I have not done this before, but your question is interesting to me, as I think I might need to do something similar in the future…
As you have noticed, whilst Helm & Kubernetes make the initial deployment quite easy, complex operations thereafter can be made harder…
First, I tried helm upgrade
from a Consul-storage deployment to a Raft-storage deployment, just to see what would happen…
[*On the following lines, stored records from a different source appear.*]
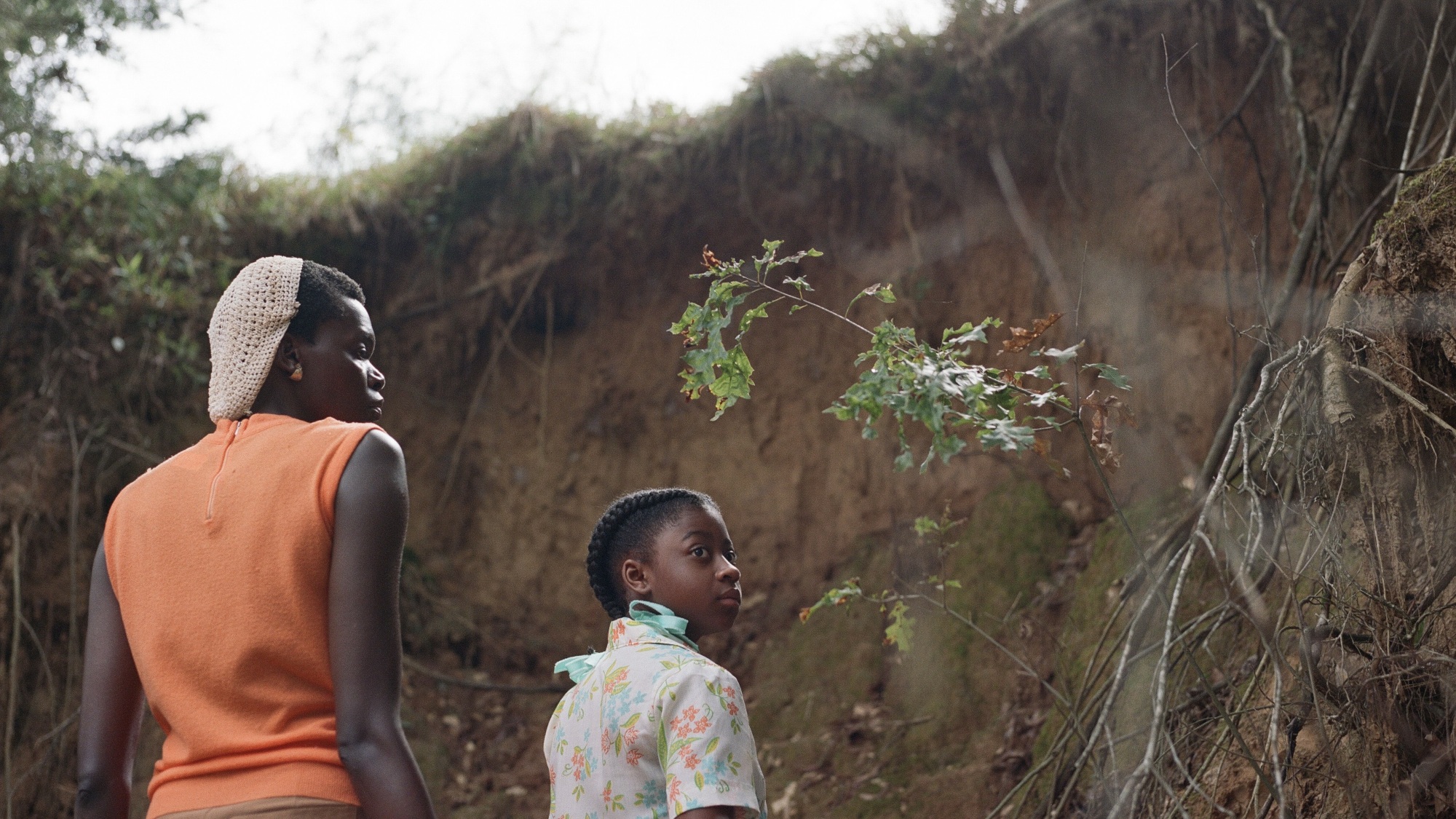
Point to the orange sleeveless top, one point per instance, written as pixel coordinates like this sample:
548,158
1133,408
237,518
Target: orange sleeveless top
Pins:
221,561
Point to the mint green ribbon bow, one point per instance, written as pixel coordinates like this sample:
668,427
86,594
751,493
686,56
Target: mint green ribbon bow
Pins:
653,615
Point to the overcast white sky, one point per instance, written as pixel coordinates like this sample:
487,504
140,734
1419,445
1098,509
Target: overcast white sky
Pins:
277,78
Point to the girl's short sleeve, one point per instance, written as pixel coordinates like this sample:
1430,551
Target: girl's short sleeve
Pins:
705,746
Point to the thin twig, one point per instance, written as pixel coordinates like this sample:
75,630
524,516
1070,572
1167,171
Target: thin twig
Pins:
462,682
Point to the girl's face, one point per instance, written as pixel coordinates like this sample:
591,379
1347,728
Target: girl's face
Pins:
692,571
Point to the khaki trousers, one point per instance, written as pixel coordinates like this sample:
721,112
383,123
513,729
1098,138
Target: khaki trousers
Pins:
276,807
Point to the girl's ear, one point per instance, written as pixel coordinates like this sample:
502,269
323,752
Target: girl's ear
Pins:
637,579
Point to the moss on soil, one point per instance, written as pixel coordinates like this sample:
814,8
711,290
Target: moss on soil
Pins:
903,732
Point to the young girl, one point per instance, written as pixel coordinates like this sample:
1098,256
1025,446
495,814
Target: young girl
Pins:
653,729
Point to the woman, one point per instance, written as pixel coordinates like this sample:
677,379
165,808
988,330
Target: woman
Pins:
248,586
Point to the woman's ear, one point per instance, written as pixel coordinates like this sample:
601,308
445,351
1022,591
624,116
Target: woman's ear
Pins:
637,579
288,357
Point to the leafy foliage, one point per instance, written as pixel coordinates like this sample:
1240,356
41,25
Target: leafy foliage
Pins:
937,387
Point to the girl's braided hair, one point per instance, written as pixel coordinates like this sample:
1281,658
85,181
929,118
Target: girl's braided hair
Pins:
627,529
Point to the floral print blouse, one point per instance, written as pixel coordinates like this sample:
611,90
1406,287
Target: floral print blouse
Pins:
653,730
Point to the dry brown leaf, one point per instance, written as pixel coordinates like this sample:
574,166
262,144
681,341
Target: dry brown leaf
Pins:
1021,337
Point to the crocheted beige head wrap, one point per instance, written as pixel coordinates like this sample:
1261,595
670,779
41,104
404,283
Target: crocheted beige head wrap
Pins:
245,331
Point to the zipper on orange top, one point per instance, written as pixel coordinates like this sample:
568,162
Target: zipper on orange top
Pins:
212,494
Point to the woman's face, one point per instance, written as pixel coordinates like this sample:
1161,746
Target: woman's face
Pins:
692,571
339,378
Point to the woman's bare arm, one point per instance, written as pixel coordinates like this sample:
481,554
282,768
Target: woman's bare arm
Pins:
111,707
371,513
Error: UPGRADE FAILED: cannot patch "vault" with kind StatefulSet: StatefulSet.apps "vault" is invalid: spec: Forbidden: updates to statefulset spec for fields other than 'replicas', 'template', 'updateStrategy', 'persistentVolumeClaimRetentionPolicy' and 'minReadySeconds' are forbidden
It seems the problem is the Helm chart wants to change volumeClaimTemplates
so that PVCs are generated for the Vault StatefulSet … which makes sense … but also isn’t supported by Kubernetes.
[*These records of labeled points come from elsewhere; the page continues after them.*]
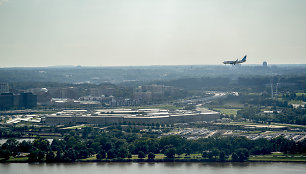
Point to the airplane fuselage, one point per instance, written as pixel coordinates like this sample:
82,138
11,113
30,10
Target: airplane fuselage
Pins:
231,62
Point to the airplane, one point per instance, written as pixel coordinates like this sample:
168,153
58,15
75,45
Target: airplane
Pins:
236,61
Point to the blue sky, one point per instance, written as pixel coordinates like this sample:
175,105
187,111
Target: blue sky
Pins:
151,32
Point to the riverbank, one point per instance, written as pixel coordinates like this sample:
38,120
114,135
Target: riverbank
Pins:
264,158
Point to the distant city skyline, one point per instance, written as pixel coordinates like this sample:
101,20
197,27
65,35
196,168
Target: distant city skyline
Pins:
39,33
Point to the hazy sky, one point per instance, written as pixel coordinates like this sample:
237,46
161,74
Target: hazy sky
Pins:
151,32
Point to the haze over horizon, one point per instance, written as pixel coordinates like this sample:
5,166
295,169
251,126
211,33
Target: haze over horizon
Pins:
39,33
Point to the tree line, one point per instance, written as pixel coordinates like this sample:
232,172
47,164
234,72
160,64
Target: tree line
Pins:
114,145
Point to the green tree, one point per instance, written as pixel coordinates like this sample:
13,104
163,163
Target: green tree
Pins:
141,155
151,155
170,153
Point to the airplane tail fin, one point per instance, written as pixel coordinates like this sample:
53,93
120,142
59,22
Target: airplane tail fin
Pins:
244,58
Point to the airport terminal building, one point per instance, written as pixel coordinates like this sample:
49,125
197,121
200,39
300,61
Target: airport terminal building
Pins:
126,116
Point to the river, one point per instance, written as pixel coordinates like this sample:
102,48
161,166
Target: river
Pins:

Oh well… Vault storage migration requires downtime anyway, so the fact we have to delete the StatefulSet to replace it isn’t really making things worse.
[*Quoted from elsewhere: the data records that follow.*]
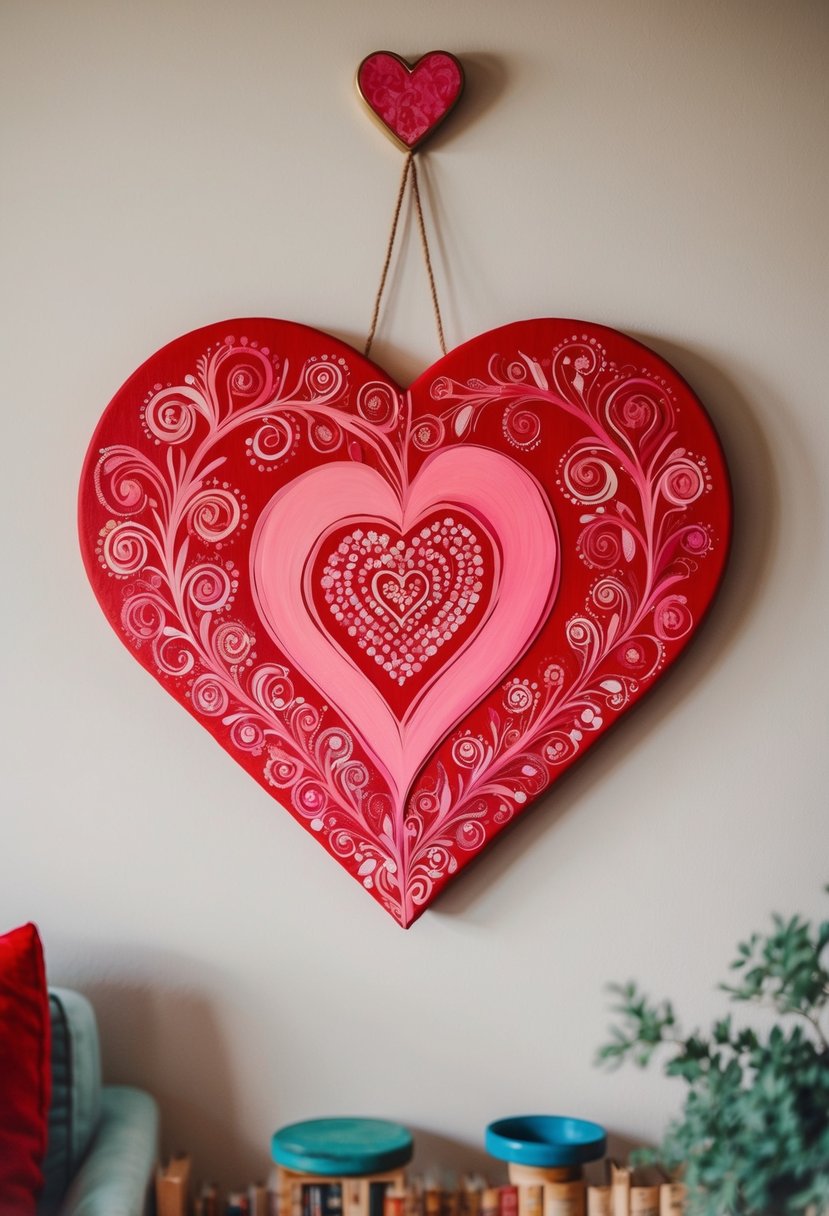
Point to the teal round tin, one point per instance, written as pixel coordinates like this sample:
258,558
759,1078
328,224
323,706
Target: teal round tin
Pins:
343,1147
545,1141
Where things start getting trickier, is that we need somewhere to run the storage migration… meaning we need somewhere with access to the mounted Persistent Volume, whilst Vault is not running…
Trying to put all these contraints together, I came up with the following rough draft of a migration plan…
But before that - in the middle of the procedure, we’re going to need a way to actually run the migration, and when we do, we need:
- Access to the Vault CLI binary
- Access to the data volume
- Vault server to NOT be running
I can’t see any way to make that happen using the existing server pods, since if you kill the server process, the pod will terminate.
That means we need to make our own “maintenance” pod definition, and if we’re using Helm anyway, we might as well create the “maintenance” pod using it too.
So… make sure you’re using a local copy of the Vault Helm chart so you can easily make modifications, and copy the templates/server-statefulset.yaml
file to set up a new statefulset that will define our optional “maintenance” pod:
- The
metadata.name
will need to be different to distinguish it, as will the spec.serviceName
(add a suffix -maint
?)
-
component: server
will need to change to something like component: maintenance
to set it apart (both cases)
- Various other optional parts of the YAML might be applicable only to the running servers and not a maintenance pod, depending on what you have configured
- The
readinessProbe
, livenessProbe
, lifecycle
, and template rendering the volumeClaimTemplates
are not wanted for a maintenance pod
- But we need to add in an explicit mention of the volume we want to mount instead to the
volumes
section:
- name: data
persistentVolumeClaim:
claimName: data-vault-0
- As well as deleting the
args
and changing the command
so we run a dummy command instead of starting a real Vault server:
command:
- /usr/local/bin/docker-entrypoint.sh
- sleep
- 999d
- And we’ll set
spec.replicas
to 0
so that we only have a maintenance pod when we manually scale up this StatefulSet.
With all of that prepared …
- Schedule planned downtime in advance
- Scale the Vault StatefulSet to zero replicas (the Vault service is now offline)
- Consider taking a backup just to be safe… although we’ll be leaving the old Consul pods in existence so in a way they are a backup themselves.
- Manually
kubectl delete
the StatefulSet, since we need to replace it
-
helm upgrade
the Vault chart to values that specify Raft storage
- Scale the new Vault StatefulSet to zero replicas, because once it has initialised the volumes, we need Vault not running to do the storage migration
- Scale the maintenance StatefulSet to 1
-
kubectl exec -it podname -- sh
into the maintenance pod
- In the maintenance pod interactive session, create a configuration file for
vault operator migrate
, and run the migration… but maybe before you start, wipe the initial contents of /vault/data/
created when the server pod initially started up and created a new initial database?
- Scale the maintenance StatefulSet to 0, and the main StatefulSet back to your desired number of replicas
- Depending on the details of your configuration, it’s possible all your replicas find each other and replicate the migrated data to the other nodes, or perhaps some executions of
vault operator raft join
are needed.
Not at all tested in full! I was pretty far into “thought experiment” territory by the end of typing all that. But, hopefully it’s a decent source of inspiration if you want to work through productionising something based on this.